47 . The method according to claim 46 , wherein the blood sample is collected within 14 days after administration of a first dose of the anti-IL-2R antibody.
48 . The method according to claim 46 , wherein the blood sample is collected within one month after administration of a first dose of the anti-IL-2R antibody.
49 . The method according to claim 46 , wherein the antibody that specifically binds the interleukin 2 receptor is a humanized antibody.

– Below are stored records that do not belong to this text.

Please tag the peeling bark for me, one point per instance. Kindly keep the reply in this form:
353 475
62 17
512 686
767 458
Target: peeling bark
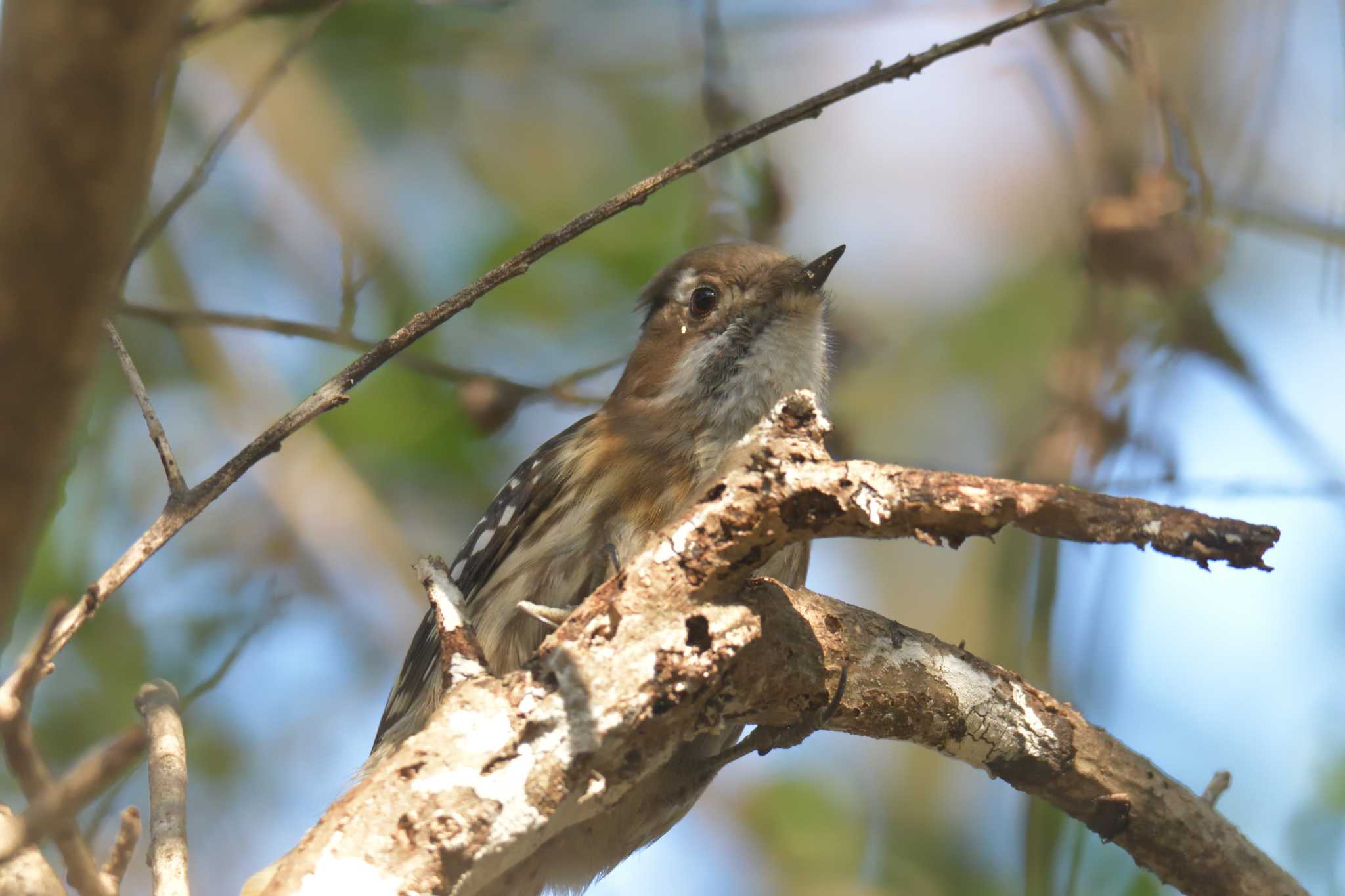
682 643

50 . The method according to claim 46 , wherein the anti-IL-2R antibody specifically binds to the alpha subunit of the human high-affinity interleukin-2 receptor and inhibits IL-2 signaling.
51 . The method of claim 50 , wherein the anti-IL-2R antibody is a humanized antibody.
52 . The method of claim 51 , wherein the humanized antibody is daclizumab.
53 . The method of claim 52 , wherein daclizumab is administered at a dose of 150 mg.
54 . The method of claim 52 , wherein daclizumab is administered intravenously, subcutaneously, intramuscularly, intranasally, or transdermally.
55 . The method of claim 52 , wherein daclizumab is administered at least monthly.
56 . The method according to claim 46 , wherein the subject has a relapsing form of multiple sclerosis.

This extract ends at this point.